Inauguran funcionarios albergue en la Zapata y les demandan seguridad para la zona
*Condena Ortega de nuevo los bloqueos de carreteras
Aurora Harrison
Acompañado por funcionarios federales, protegidos por un fuerte dispositivo de seguridad y en días posteriores a hechos violentos en el lugar, el gobernador Rogelio Ortega Martínez visitó ayer un albergue para víctimas de violencia intrafamiliar de la colonia Emiliano Zapata, donde volvió a criticar las movilizaciones y dijo que “no se vale” que al amparo “del dolor” por los 43 estudiantes desaparecidos de Ayotzinapa, se bloquee la autopista y se impida la llegada de turistas.
Estuvieron la secretaria de De-sarrollo Social, Rosario Robles; la de Turismo, Claudia Ruiz Massieu; el subsecretario de Prevención y Participación Ciudadana, Roberto Campa, y el alcalde Luis Walton Aburto.
Asimismo, la directora de la Comisión Nacional para el Desa-rrollo de los Pueblos Indígenas, Nuvia Mayorga, y el subsecretario de Normatividad y Proyectos Especiales, Gabriel Ortiz Salgado.
El albergue se ubica en la colonia Emiliano Zapata, en donde el pasado sábado hubo una balacera entre policías y hombres armados que dejo un saldo de dos civiles muertos.

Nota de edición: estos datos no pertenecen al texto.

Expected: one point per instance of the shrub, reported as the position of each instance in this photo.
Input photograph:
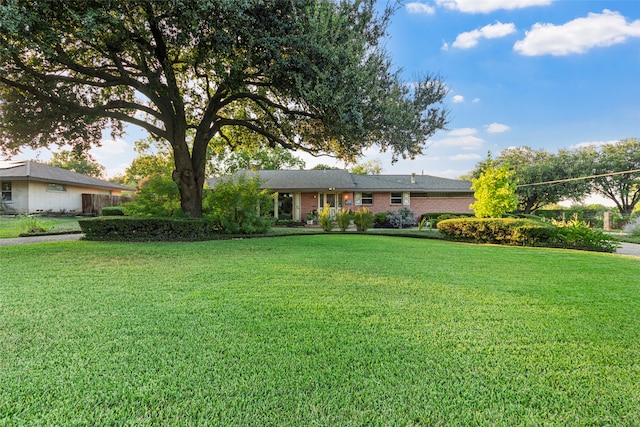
(380, 220)
(434, 217)
(363, 219)
(137, 229)
(112, 211)
(509, 231)
(238, 205)
(577, 234)
(343, 219)
(574, 234)
(325, 220)
(30, 224)
(633, 228)
(403, 217)
(157, 196)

El día anterior, un comando tiroteó una base de camionetas de pasajeros y mató también a dos choferes. Ayer hubo vigilancia por parte del Ejército, la Marina, policías del estado y escoltas que resguardaron a los funcionarios.
Antes del recorrido por el albergue, la directora de Violencia Intrafamiliar, la ex regidora perredista Beatriz González Hurtado, pidió al gobernador que haya más seguridad en esa zona.

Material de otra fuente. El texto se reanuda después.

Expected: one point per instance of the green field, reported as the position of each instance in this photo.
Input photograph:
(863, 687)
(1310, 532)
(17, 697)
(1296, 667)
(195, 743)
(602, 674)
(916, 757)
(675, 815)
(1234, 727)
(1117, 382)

Informó que están atendiendo a 19 adultos mayores y 18 menores de edad que han sido víctimas de algún tipo de violencia; se les da terapia, acompañamiento psicológico y talleres de prevención.
“Cuando se inauguró vimos la seguridad, (tenían) dos elementos de día y dos elementos de noche. Porque este es un polígono de los más conflictivos”, explicó.

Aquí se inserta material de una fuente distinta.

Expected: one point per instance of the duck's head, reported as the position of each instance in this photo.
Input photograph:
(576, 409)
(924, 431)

Dijo que a pesar de tener instalaciones de lujo, “el 7 de julio fue el último día que contamos con la seguridad y queremos pedirle su apoyo para que dé vigilancia”.
Agregó que no pueden pedir seguridad a la policía municipal porque se encuentra en proceso de transición al sistema de Mando Único, y los policías están en paro. Por ello la solicitan al gobierno del estado.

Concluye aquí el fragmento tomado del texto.